Seismic Rehabilitation Design and Construction for the Port Mann Bridge, Vancouver, B.C

摘要

The Port Mann Bridge spans the Fraser River and is a vital link in the transportation infrastructure of Vancouver, British Columbia carrying approximately 110,000 vehicles per day. Constructed between 1960 - 64 the bridge totals 6866 ft (2092m) in length and is currently being seismically rehabilitated to safety level standards. The elegant 1920 ft (585 m) long main span is the second longest continuous tied-arch in the world and was the first orthotropic steel deck bridge constructed in North America. The deck is supported by closely spaced transverse floorbeams that span between main tie girders that are, in turn, supported by arch ribs. The tie girders and arch ribs are large steel box cross-sections. The north and south approaches are curved in plan and are, respectively, 3223 ft (982 m) and 1723 ft (525 m) long and consist of three-span-continuous steel girders supporting a composite concrete deck. Three different span lengths (and associated girder depths) are found: 125 ft (38.1 m), 175 ft (53.3 m) and 225 ft (68.6 m). This paper examines both design and construction challenges of the seismic upgrade which consists of rehabilitating elements of the main span, approach spans and north approach soils densification (including soils under the river itself). Major analysis and design efforts were undertaken to optimize the interaction of the superstructure, substructure and soils to arrive at a cost-effective rehabilitation solution. Both subduction and non-subduction earthquakes were considered. Time-history analyses with multi-support excitation were performed, with concrete pier stiffnesses based on push-over analysis results. An iterative process was used to adjust pier stiffnesses to arrive at matching displacement demands between push-over and time-history analyses. Geotechnical challenges were posed by the greatly varying soil profiles along the bridge alignment.
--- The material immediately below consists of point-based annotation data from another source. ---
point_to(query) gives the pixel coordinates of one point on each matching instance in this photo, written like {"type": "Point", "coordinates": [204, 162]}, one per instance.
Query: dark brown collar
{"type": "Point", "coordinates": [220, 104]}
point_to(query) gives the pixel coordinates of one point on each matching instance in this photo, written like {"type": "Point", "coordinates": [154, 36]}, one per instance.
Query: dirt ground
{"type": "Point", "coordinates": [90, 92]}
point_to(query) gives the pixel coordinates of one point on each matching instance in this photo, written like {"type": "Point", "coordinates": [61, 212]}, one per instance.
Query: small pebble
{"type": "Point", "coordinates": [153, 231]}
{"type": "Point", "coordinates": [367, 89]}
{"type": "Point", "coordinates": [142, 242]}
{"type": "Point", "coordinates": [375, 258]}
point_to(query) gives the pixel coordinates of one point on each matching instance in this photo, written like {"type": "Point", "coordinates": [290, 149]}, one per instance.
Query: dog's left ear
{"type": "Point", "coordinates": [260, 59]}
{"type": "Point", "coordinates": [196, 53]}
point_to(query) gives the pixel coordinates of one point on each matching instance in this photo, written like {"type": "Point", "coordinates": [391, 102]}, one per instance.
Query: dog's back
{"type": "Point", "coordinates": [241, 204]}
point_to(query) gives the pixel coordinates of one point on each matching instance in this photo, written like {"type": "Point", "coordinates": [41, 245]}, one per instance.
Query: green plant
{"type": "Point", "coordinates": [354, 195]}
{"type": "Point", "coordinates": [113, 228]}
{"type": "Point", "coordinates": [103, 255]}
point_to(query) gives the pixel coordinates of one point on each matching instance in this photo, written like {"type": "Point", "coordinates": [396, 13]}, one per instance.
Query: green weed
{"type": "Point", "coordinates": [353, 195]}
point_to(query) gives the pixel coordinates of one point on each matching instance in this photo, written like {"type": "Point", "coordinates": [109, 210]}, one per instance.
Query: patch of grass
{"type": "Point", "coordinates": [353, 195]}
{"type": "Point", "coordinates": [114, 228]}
For analysis purposes, six" zones were designated, each with its own dynamic characteristics for propogating firm rock accelerations to ground level. Furthermore, foundation types and conditions vary, requiring close collaboration among the geotechnical and structural design team members to ensure superstructure-substructure-soil interaction compatability. This paper examines the rationale behind the various types of retrofits and the interdependence of superstructure, substructure and soil behaviour.